The government of the Islamic Republic is clearly an adversary, but it is also a rational actor. And, like all governments, it is capable of being pragmatic and flexible when it is in its interest to do so. There is a chance that the Obama administration can replicate past successes if it applies four lessons from the 2001 talks.

First, American negotiators must understand that serious progress is likely to come only in direct talks between the United States and Iran. The involvement of the permanent members of the United Nations Security Council and Germany should continue, but the heavy lifting will have to be done by the two central actors.

Second, the substance of the talks must be closely held. Revealing the details too soon will give ammunition to those who oppose the talks and limit the flexibility of the negotiators.

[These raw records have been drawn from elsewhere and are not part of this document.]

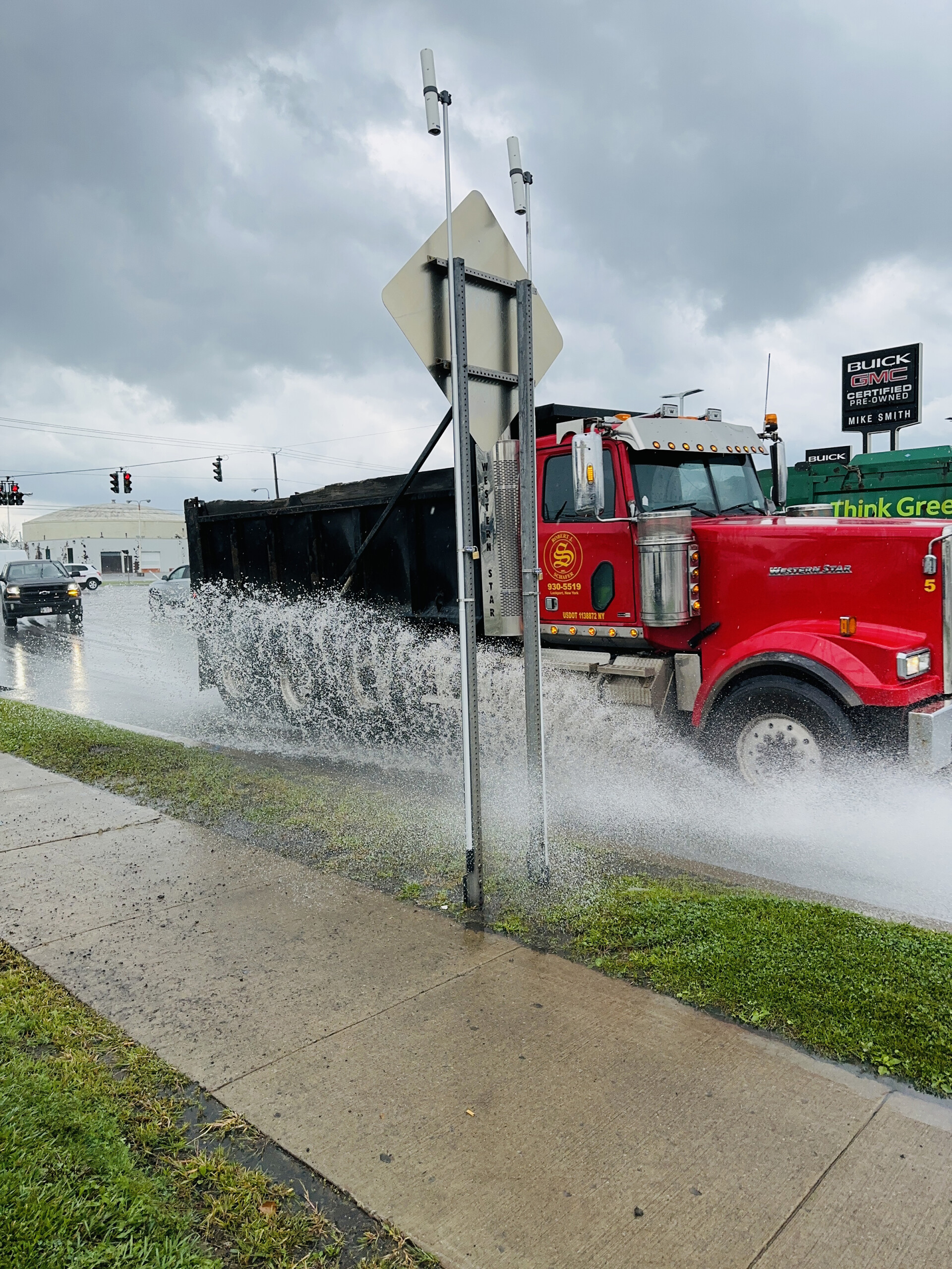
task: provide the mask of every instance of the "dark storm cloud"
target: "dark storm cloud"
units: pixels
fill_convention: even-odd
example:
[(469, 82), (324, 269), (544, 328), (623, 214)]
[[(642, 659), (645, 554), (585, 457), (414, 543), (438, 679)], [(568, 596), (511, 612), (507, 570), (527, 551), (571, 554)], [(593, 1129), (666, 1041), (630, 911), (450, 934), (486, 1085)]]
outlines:
[(397, 355), (380, 291), (439, 220), (438, 151), (410, 192), (360, 138), (421, 135), (423, 43), (500, 214), (522, 136), (557, 317), (626, 343), (668, 292), (722, 329), (796, 317), (871, 261), (948, 261), (948, 34), (882, 4), (8, 9), (0, 352), (185, 414), (258, 367)]

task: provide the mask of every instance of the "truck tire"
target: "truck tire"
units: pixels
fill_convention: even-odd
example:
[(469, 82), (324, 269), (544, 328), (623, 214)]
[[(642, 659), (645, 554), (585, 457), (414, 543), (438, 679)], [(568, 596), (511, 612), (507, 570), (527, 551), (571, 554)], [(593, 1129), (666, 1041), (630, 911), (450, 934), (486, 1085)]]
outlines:
[(749, 679), (715, 708), (708, 749), (757, 788), (829, 770), (854, 742), (845, 711), (812, 683)]

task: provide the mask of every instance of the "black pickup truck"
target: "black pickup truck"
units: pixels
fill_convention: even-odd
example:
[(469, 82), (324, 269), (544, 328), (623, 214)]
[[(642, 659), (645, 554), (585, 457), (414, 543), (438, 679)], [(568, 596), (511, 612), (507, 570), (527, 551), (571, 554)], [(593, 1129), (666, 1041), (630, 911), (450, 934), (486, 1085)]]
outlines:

Third, America should be ready to introduce other issues beyond the nuclear file. Progress in one area can build confidence and facilitate progress in others. I mentioned this in a discussion with Iranian leaders in New York last month and they seemed receptive, mentioning Afghanistan and Syria as possibilities.

Finally, the United States must make clear that we do not seek to overthrow the Iranian regime. Iranian paranoia on this issue is virtually limitless and understandably so. In 1953, the American and British intelligence services ousted a democratically elected Iranian prime minister, an episode that very few Americans remember and no Iranian will ever forget.

The outlines of a deal are already clear. Iran wants sanctions lifted and an end to its isolation while the international community wants clear, continuous and unambiguous verification that Iran’s nuclear energy program will never be weaponized. The Iranian leaders I met in New York argued that a nuclear weapon would actually degrade Iran’s security because it would spark a destabilizing cascade of proliferation among its Arab neighbors. They insisted that Iran wants security and stability in the region, not a nuclear arms race.

That is encouraging talk, but the Iranians will have to move first. There can be no question of easing American sanctions until Iran has demonstrated its seriousness in confining any nuclear program to peaceful purposes.